José Luis Salado escribió en La Voz sobre estos comportamientos durante la guerra. El material puesto a su disposición era de una riqueza indudable, aunque limitada por la censura gubernativa y las presiones de los partidos y sindicatos. Sus «tiros al dardo» fueron certeros a la hora de retratar unas actitudes que nos hablan de la cara más real de la retaguardia, aquella que apenas estaba presente en una prensa destinada a la agitación y la propaganda. Hubo errores y hasta excesos de celo en sus críticas a quienes abandonaron el «Madrid heroico» para refugiarse en «el Levante feliz», concepto que popularizó gracias a unas excelentes crónicas desde Valencia. Sus noticias no siempre eran precisas cuando denunciaba a los cómicos refugiados en Buenos Aires -uno de sus temas preferidos- o perfilaba héroes como el miliciano Saturio Torón. Aquellas hojas volanderas no eran un ejemplo de veracidad, pero José Luis Salado podía alardear de sus fuentes de información y escribía desde la coherencia de quien permaneció en la capital cuando tantos, y tan cercanos a él durante los tiempos de paz, se convirtieron en «ahuecaos».

El simpático periodista, a veces presentado como «salado» por los colegas, apareció entonces como una temida voz de la conciencia, sobre todo en los medios teatrales y cinematográficos.
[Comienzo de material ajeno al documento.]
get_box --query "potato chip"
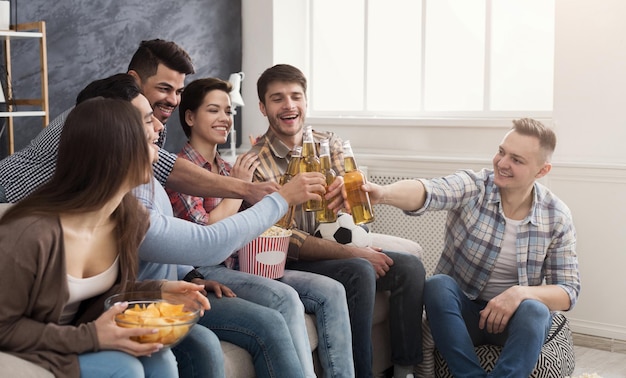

Algunos de esos ahuecaos y otros amigos que compartieron hambre y bombardeos en Madrid se sorprendieron al verle en la trinchera de La Voz, un diario vespertino cuya dirección asumió hasta que fue movilizado. José Luis Salado también trabajó en compañía de Rafael Alberti y María Teresa León, así como en distintas actividades de la Alianza de Intelectuales Antifascistas y Altavoz del Frente. Otros escritores habían seguido esa trayectoria de compromiso antes de la guerra. Los citados, José Bergamín, César M. Arconada… eran los líderes del antifascismo en el ámbito cultural y se les esperaba en esa primera línea. Sin embargo, José Luis Salado escribía letras de valses y fox-trot, promocionaba actrices y películas, traducía comedias policíacas estrenadas en Nueva York, publicaba novelas de quiosco sobre galanes otoñales, participaba en insólitas iniciativas editoriales para ganar las pesetas perdidas como oficial de Correos en excedencia y, sobre todo, gustaba de rodearse de quienes protagonizaban la noche joven y divertida del Madrid republicano. José Luis Salado figura en la lista de los caballeros que, como jurados con experiencia y criterio en materia femenina, debatían sobre la belleza en los concursos de mises que proliferaron durante los años treinta. Su nombre estaba asociado a «la frivolidad», un concepto a reconsiderar en el marco republicano, pero nadie le esperaba en las militantes filas del antifascismo y menos cuando tantos desertaron ante el peligro.

La ortodoxia de quienes compartimos un pensamiento de izquierdas nos habla de «la toma de conciencia» para resolver estos casos. El consiguiente proceso, tantas veces recreado en la ficción, resulta tranquilizador. Su luz concede una posibilidad de rectificación a quien permanecía «inconsciente» y, en el marco de un relato o un ensayo, alecciona al lector. Sin embargo, José Luis Salado no llega al antifascismo a consecuencia del inicio de la guerra ni por la influencia de otros intelectuales ya comprometidos con esta causa. Su apuesta periodística, teatral y cinematográfica se sitúa al margen de las propuestas revolucionarias o izquierdistas de la época. Mientras se suceden los manifiestos y las iniciativas con un valor más testimonial que efectivo entre la mayoría de los lectores o espectadores, su trabajo se desenvuelve en ámbitos donde el objetivo es proporcionar entretenimiento a un público que prefiere la modernidad en materia de espectáculos. La aceptación de esta premisa ayudaría a resolver algunas paradojas de la cultura republicana.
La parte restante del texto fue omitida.